The engraving was unlike any other I saw and I wondered if my grandfather, who was an artist in addition to a lawyer, had done the lettering himself, decades after his sisters died.

I spent a solid twenty minutes with a spray bottle and a toothbrush, uncloaking the stone of its chartreuse lichen and giving the lamb back its face. I don’t know who last visited their resting place, and my father has never seen it, but it’s been a good thirty years, if not much much longer.

When I visited my family in Ireland last year, cousin Ted told me it’s family duty to clean family graves. So here I am, in 2017, carrying on the Irish tradition of my ancestors in a Catholic cemetery in California.

OConnell babies
After a little love & soapy water

Alene, or Lena.

Meet my great-grandma Alene, or Lena, or even sometimes Aileen. Born to the Wallace family in Essex, Ontario, Canada, in 1877, she and her sisters pursued medicine; her sister Margaret was one of the first female doctors ever, but more on her later.

Lena

Alene was a nurse in Hot Springs, Arkansas, when she met my Irish great-grandfather Will O’Connell, recovering in a hospital after more than a decade of prospecting and silver mining in the Yukon, Colorado and Utah. They eventually settled in San Francisco, at 588 Jersey Street in Noe Valley, and had two beautiful little girls, Margaret (b. 1907) and Agnes (b. 1909). But tragedy struck, and both girls died in childhood. My great-grandfather never recovered from the loss, and his son—my grandfather William Wallace O’Connell—felt haunted by the absence of his two sisters.
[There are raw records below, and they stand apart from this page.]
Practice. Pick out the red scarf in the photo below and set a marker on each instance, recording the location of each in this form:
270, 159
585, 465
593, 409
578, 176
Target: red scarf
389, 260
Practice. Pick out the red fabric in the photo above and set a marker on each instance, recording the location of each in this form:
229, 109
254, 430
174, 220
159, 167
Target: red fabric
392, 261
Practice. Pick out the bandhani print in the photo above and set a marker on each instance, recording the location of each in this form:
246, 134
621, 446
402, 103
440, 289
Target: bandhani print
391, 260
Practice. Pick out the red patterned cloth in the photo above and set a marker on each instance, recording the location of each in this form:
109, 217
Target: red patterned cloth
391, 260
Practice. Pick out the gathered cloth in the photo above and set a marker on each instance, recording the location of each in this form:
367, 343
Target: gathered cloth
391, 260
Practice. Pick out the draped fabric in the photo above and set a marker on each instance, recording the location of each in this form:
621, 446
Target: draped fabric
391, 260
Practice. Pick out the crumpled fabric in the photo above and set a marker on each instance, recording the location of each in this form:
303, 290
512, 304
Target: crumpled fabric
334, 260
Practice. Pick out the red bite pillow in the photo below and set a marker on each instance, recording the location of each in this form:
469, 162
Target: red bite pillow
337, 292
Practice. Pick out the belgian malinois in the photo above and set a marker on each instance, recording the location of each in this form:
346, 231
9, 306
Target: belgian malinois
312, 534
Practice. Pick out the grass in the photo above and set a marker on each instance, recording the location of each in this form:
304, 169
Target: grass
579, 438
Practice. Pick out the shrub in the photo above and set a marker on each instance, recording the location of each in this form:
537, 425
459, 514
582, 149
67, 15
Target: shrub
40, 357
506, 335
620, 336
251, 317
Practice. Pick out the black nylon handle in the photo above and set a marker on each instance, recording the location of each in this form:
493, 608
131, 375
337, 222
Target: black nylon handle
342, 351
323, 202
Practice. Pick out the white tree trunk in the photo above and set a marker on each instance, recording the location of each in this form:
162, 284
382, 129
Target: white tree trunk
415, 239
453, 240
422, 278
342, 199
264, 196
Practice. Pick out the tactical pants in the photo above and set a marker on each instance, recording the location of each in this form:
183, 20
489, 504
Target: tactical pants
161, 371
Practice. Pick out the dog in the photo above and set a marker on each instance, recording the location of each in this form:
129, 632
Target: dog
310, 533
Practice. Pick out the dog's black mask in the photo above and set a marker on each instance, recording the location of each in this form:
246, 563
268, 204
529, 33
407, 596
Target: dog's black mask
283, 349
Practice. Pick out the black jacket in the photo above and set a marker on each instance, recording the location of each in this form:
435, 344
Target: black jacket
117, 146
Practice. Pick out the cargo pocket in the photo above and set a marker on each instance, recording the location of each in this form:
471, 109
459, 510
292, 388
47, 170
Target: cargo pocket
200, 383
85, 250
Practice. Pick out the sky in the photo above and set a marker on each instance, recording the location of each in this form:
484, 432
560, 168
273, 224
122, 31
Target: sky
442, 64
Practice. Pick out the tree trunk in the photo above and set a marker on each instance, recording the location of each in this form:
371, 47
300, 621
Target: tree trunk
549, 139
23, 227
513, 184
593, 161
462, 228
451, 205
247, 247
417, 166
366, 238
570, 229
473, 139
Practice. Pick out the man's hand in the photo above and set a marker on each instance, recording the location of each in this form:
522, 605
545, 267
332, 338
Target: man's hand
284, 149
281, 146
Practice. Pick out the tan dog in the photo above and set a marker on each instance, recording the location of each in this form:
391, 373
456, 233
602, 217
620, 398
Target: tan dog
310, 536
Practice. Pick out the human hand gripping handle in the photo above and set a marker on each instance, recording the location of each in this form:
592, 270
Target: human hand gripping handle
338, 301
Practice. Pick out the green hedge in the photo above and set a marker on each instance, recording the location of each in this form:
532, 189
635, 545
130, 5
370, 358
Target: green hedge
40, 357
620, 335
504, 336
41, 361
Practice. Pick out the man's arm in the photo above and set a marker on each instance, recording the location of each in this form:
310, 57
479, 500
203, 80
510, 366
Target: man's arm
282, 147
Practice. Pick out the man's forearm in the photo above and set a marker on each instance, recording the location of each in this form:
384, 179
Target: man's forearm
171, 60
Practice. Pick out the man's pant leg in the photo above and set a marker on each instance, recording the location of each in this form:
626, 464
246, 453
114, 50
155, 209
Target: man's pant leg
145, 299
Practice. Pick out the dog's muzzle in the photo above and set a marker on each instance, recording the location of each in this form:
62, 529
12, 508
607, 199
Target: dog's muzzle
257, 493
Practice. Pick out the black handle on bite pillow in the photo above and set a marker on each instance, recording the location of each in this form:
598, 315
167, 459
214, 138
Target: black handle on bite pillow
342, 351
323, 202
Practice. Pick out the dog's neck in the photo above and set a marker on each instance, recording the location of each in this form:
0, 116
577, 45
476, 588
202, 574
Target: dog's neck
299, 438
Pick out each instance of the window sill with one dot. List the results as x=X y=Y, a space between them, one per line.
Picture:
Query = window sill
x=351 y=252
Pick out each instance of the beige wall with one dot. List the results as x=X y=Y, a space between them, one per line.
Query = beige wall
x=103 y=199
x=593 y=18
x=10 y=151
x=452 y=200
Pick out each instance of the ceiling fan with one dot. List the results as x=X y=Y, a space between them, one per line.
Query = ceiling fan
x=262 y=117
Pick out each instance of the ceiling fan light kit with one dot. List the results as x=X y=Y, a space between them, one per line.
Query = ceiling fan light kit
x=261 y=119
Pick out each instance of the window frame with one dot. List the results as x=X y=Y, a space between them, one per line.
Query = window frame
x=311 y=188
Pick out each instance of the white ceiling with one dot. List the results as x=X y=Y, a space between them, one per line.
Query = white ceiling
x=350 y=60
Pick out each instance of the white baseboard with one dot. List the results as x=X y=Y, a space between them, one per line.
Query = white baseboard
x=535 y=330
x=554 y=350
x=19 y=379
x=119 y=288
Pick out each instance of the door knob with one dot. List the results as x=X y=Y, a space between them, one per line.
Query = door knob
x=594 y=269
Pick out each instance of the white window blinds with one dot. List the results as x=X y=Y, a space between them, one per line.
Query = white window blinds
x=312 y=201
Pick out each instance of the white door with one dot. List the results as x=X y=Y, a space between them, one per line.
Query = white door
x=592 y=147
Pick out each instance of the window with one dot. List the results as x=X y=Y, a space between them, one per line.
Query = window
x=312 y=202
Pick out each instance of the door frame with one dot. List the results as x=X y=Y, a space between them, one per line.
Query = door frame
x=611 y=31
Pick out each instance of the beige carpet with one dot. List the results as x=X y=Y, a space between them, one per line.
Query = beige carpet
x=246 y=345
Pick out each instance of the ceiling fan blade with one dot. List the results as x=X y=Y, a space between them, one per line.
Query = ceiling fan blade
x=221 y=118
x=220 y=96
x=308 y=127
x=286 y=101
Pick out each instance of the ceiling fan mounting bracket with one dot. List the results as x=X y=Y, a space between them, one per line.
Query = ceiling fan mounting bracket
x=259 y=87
In a recorded history he made for me in those precious few years between my birth and his death, my grandfather said:

“My mother had a more philosophical mind. Of course it was a very great loss, a great sadness to her, but she had a child to care for — a son. And she also had a nice sense of fun. So I grew up in a cheery enough household, as far as my mother could keep us together…and keeping a stiff upper lip.”

Lena and girls.jpeg

It is also largely due to Alene that I have so much information on her side of the family, as she kept notes on birth and death dates, catalogued photographs and letters, and wrote names on the backs of photographs. I like to think she knew I’d come along sixteen years after she died and pick up the story where she left it.